Although, with the support of the international community and bilateral partners, the government endeavors to restore Liberia to its pre-war status, efforts to reconstruct the country, create access to basic services, and reduce poverty are challenged by the huge infrastructure deficit caused by the civil war (UN in Liberia 2013). Liberia’s current poverty rate is 74.6 per cent in rural areas, 47.7 per cent in urban sectors, and 61.5 per cent average at the national level (LISGIS 2008). The estimated cost of reviving the country’s damaged transport, water and energy infrastructure is about 2.5b USD, at a time the country’s current national budget is 557m (MOF 2014). The Country has transitioned from President Sirleaf to President Weah who took office in January 2018.

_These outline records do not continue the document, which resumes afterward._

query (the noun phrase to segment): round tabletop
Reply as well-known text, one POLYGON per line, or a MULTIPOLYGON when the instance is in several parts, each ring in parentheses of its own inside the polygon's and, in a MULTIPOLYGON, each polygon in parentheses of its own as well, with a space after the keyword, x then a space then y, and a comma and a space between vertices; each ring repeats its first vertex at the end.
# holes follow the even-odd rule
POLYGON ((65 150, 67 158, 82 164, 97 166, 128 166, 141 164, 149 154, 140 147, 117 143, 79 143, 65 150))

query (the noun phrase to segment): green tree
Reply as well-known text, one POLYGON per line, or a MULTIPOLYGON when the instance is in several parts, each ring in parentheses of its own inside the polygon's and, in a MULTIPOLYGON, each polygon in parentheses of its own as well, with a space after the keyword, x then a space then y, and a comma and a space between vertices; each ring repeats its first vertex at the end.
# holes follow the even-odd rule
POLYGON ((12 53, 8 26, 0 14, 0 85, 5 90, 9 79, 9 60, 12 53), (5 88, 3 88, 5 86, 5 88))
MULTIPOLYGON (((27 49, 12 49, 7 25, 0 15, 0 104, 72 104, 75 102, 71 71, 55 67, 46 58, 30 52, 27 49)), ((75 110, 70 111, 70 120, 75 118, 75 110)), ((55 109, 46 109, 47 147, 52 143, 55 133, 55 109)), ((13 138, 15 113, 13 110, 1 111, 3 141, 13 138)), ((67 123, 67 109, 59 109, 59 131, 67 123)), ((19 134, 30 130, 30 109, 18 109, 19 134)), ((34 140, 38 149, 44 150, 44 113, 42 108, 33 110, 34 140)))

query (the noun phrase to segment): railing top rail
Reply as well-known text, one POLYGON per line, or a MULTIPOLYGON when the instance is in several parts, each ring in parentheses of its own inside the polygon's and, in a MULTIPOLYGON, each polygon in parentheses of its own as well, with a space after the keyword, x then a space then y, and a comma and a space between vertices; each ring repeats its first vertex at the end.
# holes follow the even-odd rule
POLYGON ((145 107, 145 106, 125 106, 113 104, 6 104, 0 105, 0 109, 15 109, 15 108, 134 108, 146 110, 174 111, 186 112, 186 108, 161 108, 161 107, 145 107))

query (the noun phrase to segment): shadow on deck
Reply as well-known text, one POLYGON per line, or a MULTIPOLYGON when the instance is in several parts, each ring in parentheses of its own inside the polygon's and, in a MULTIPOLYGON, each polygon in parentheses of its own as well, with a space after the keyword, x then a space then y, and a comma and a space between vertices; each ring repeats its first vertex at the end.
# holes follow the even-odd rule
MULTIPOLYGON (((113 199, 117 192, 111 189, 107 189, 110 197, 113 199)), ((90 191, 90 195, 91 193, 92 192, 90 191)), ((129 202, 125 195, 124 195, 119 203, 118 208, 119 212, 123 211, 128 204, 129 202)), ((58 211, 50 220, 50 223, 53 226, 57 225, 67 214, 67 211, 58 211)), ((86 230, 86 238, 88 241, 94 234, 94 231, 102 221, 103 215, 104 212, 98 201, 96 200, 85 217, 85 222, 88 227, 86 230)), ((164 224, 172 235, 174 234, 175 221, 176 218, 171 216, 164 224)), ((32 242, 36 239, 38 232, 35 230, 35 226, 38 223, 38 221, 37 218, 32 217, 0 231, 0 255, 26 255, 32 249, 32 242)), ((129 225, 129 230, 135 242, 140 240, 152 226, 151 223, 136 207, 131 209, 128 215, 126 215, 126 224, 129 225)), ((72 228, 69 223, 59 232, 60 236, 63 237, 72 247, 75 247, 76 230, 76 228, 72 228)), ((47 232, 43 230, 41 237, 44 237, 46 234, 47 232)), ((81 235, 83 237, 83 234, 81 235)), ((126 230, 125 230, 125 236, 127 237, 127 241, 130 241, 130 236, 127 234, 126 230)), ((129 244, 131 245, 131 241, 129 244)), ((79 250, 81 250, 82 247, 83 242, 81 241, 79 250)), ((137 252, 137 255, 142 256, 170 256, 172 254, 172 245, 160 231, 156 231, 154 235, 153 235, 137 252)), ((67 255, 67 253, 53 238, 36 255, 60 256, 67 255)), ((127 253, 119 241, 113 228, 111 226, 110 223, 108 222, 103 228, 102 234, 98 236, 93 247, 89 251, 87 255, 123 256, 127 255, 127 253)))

This case study argues that governments strive to reduce poverty is stagnated by poor infrastructure, which creates limited access to basic social services, and impedes economic growth and development. It is assumed that if the country’s damaged infrastructure-transport, electricity and water systems-is restored, it will increase access to basic services like water, health and education, spur economic growth and might ultimately reduce poverty. The Problem-Oriented Method (Monash University Library nd.) is used to identify and analyze existing infrastructural problems, and suggests plausible solutions to resolve them. This case study is limited to the impact of poor transportation, and the lack of electricity and pipe born water on poverty reduction in Liberia. It concludes that the government needs to either use one or a combination of three options: the unbalanced growth and big push concepts or borrow low interest rate loans to address its infrastructural deficit. However, the government of Liberia needs to explain more to its citizens on the terms and conditions of whatever option it would prefer.
II. Problem definition
Moteff et al. (2004) define infrastructure as ‘basic facilities, services, and installations needed for the functioning of a society’ (p. 1). Without the basic infrastructure, a given society will not function properly. All developed countries have basic infrastructure in place. Most developing countries that have made significant gains in growth and development have also invested in basic infrastructure as a fulcrum for growth and development. Prior to the civil war, Liberia experienced economic growth. Majority of the population had access to good transport system, electricity, pipe born water, and quality health and education systems. These facilities and services were destroyed by the war. Therefore, Liberia is amongst the 104 states categorized under the Multidimensional Poverty Index (MPI), where about 1.56b people live in multidimensional poverty (HDR 2013). It is part of the states with the highest percentages of MPI, ranking 84 per cent behind Ethiopia with 87 per cent, and leading Mozambique and Sierra Leone with 79 per cent, and 77 per cent respectively (HDI 2013). Despite this alarming poverty picture, the HDI (2013) labels Liberia as one of fourteen countries that have recorded human development gains of more than two per cent annually since 2000. Most of the low HDI states fall in Africa, where many are emerging from long periods of civil conflicts. Despite this steady progress towards recovery, poverty is widespread and majority of the citizens lack access to basic services in these countries.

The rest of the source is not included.